April 21, 2024

The federal Emergency Medical Treatment and Labor Act (EMTALA) requires emergency rooms to treat or stabilize patients in labor and transfer them to another hospital if necessary. But an Associated Press investigation uncovered horrifying incidents of pregnant women being turned away from emergency rooms:

Via AP:

Pregnant patients have “become radioactive to emergency departments” in states with extreme abortion restrictions, said Sara Rosenbaum, a George Washington University health law and policy professor.

“They are so scared of a pregnant patient, that the emergency medicine staff won’t even look. They just want these people gone,” Rosenbaum said.

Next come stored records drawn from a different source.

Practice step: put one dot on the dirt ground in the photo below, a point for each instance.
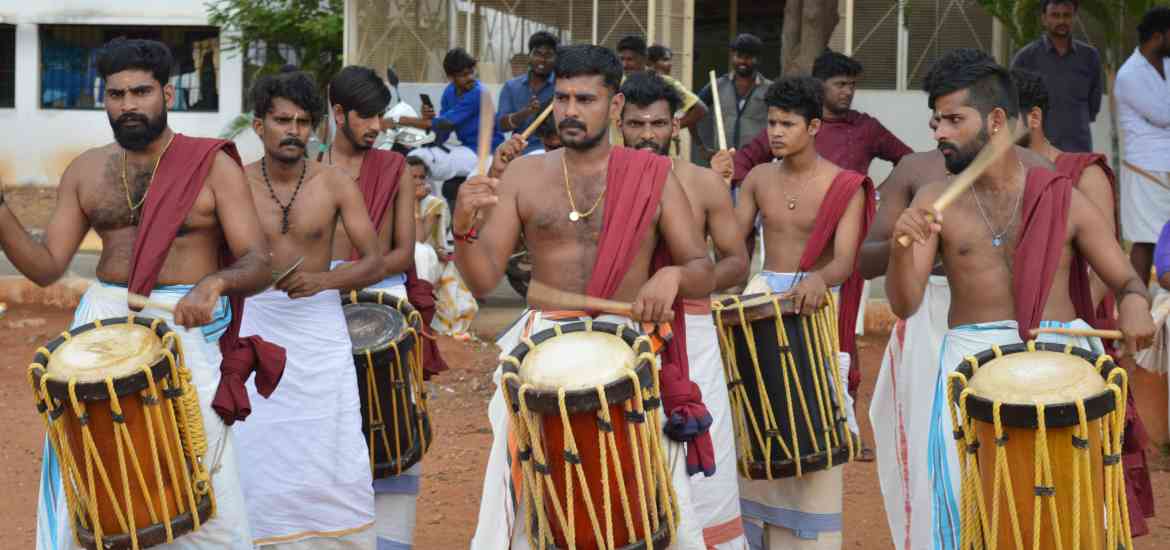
(453, 468)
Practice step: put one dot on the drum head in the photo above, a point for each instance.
(110, 351)
(373, 327)
(1037, 378)
(577, 361)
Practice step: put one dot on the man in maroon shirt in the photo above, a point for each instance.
(847, 138)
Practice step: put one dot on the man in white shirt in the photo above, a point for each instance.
(1143, 111)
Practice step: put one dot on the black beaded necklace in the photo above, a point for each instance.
(284, 208)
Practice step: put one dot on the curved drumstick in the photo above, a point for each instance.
(964, 180)
(539, 119)
(550, 297)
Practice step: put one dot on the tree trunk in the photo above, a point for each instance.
(807, 27)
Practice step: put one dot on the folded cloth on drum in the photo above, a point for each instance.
(228, 528)
(942, 467)
(303, 456)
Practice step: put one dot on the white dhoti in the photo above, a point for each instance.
(716, 499)
(943, 468)
(900, 414)
(228, 528)
(304, 463)
(497, 527)
(796, 513)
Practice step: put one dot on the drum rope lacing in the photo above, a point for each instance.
(180, 427)
(981, 533)
(763, 427)
(648, 463)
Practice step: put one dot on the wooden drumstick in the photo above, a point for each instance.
(487, 121)
(539, 119)
(550, 297)
(964, 180)
(1074, 331)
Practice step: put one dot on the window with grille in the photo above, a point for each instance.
(69, 77)
(7, 66)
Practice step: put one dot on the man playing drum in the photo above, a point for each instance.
(1011, 215)
(303, 458)
(358, 97)
(814, 217)
(171, 211)
(900, 410)
(556, 199)
(647, 123)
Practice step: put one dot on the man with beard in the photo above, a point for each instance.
(814, 215)
(900, 410)
(523, 97)
(647, 124)
(177, 222)
(1143, 114)
(303, 459)
(599, 220)
(358, 98)
(741, 98)
(1012, 217)
(1073, 71)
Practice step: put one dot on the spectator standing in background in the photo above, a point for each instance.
(459, 110)
(1072, 70)
(1143, 114)
(523, 97)
(660, 59)
(741, 98)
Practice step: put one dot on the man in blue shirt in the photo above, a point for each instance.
(459, 107)
(523, 97)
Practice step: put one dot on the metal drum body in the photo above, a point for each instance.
(784, 386)
(1039, 440)
(584, 400)
(126, 427)
(385, 331)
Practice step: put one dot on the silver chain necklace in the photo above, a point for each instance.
(997, 239)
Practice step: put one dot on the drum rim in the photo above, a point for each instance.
(585, 399)
(97, 391)
(150, 535)
(377, 297)
(1023, 416)
(758, 306)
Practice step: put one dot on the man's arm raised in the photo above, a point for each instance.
(488, 206)
(252, 270)
(46, 262)
(909, 267)
(692, 275)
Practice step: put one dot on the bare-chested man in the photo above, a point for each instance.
(304, 462)
(803, 199)
(984, 242)
(166, 207)
(647, 123)
(577, 207)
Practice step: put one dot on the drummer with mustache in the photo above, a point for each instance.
(814, 215)
(304, 462)
(594, 217)
(177, 222)
(1011, 246)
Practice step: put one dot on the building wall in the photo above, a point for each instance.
(40, 143)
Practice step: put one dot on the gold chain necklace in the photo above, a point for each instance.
(573, 214)
(125, 185)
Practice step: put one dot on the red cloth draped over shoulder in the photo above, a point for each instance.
(378, 181)
(828, 215)
(633, 192)
(1044, 229)
(177, 184)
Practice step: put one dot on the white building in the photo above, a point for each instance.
(50, 95)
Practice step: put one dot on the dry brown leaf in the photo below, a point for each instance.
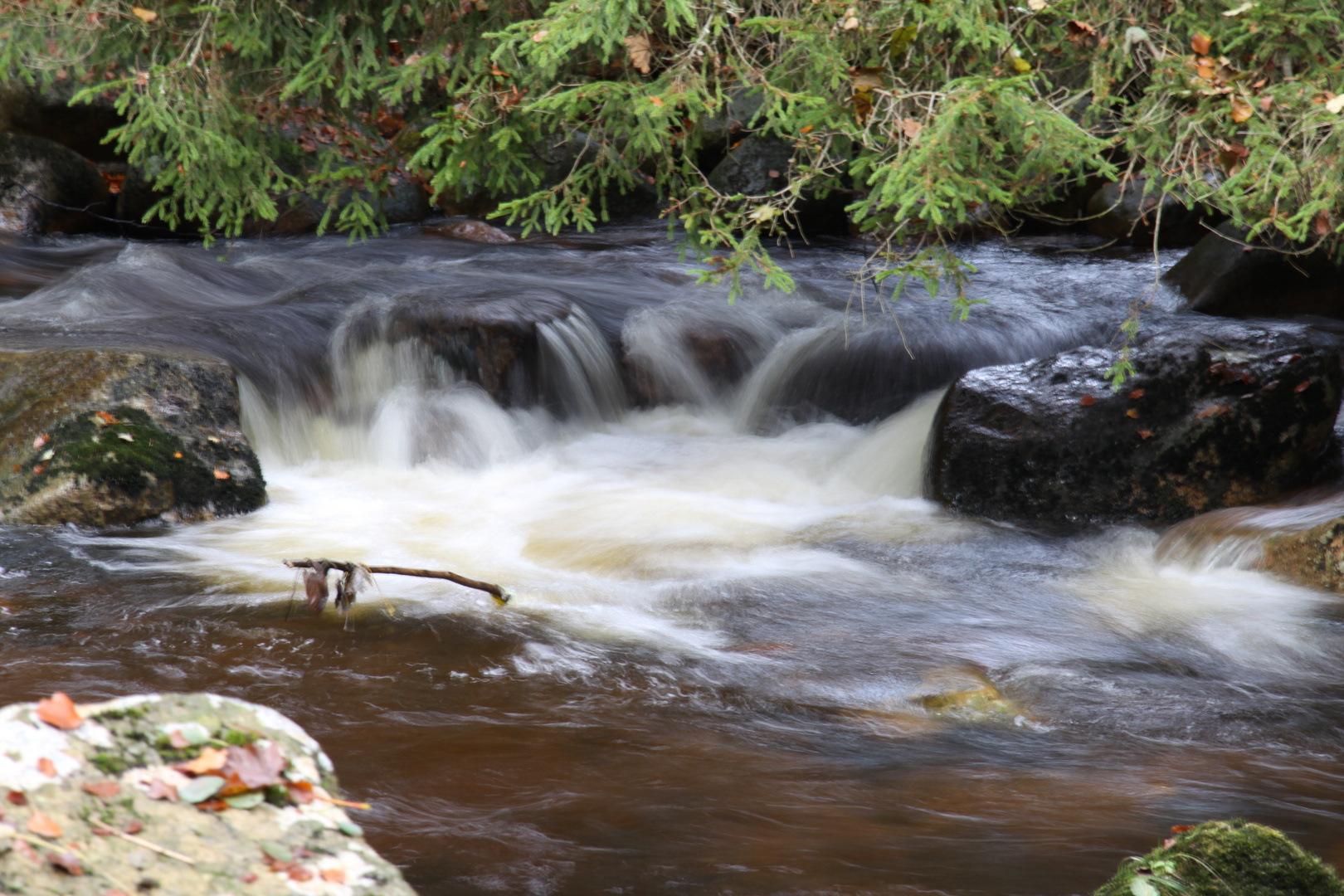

Consider what happened to a woman who was nine months pregnant and having contractions when she arrived at the Falls Community Hospital in Marlin, Texas, in July 2022, a week after the Supreme Court’s ruling on abortion. The doctor on duty refused to see her.

“The physician came to the triage desk and told the patient that we did not have obstetric services or capabilities,” hospital staff told federal investigators during interviews, according to documents. “The nursing staff informed the physician that we could test her for the presence of amniotic fluid. However, the physician adamantly recommended the patient drive to a Waco hospital.”

According to Google, Waco is 36 minutes (30 miles) away from Marlin. AP was unable to determine what happened to the pregnant woman after she was turned away. However, other known results were sickening: Another Texas woman miscarried in the restroom of a Houston ER lobby after she was refused treatment and while her husband called 911 for help. A woman turned away from a hospital in Roxboro, North Carolina gave birth in a car to a baby who did not survive.

C&L reported last year on similarly awful cases in Kansas and Missouri.

Federal law imposes severe penalties on hospitals that don’t follow EMTALA but the process can take years, AP reported. Even worse, The Supreme Court will hear arguments Wednesday in a case that could further weaken EMTALA by allowing states to deny abortions to women with an emergency medical condition. In an ominous sign, the Supreme Court ruled in January that Idaho’s ban to override EMTALA could stay in place while the case is pending.

To the forced-birthers on the Supreme Court and elsewhere, “pro life” goes hand-in-hand with denying emergency medical care to pregnant women!